The days of dropping kids in front of a text prompt and expecting them to figure it out are over.

2 comments

I don't think bash is feature rich: you have to call a program to do arithmetic! It's BASIC with pipes. If you really want to script in a unix-traditional way you should go for perl i guess. Also: i didn't want to imply going text-mode, scripting probably is going to be keyboard-driven but you may have graphical composition too. Tiling window managers usually get this "graphical shell" right by letting you choose/replace most components (status bar, window decorations, keybindings, launcher-menu, notification viewer). And about learning curve: i think we should really acknowledge that with any tool either you go fast or you go far. I'm not sure what's so unusual about struggling with a programming assignment in first year when for most other things of life it usually takes something from a couple years to a decade to be considered "good enough to stop learning" (or maybe start advanced training) (writing, basic math, music, sport, craft).
Maybe if we got them started earlier than college CS, it would be easier.

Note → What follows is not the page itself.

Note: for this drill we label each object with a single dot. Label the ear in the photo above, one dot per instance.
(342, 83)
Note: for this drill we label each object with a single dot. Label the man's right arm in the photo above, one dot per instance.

I learned how to use the MSDOS prompt growing up as a teenager. Most of my programming was done in an IDE, though -- including the first few years of my career. I had also worked a little bit with Linux command line, so I wasn't completely unfamiliar.

At age 26, I joined FAANG and was forced to adapt to developing in Linux 100% of the time. The transition wasn't difficult. I felt comfortable with the Linux command line after a few months, with some help from coworkers and Stack Overflow searches when necessary.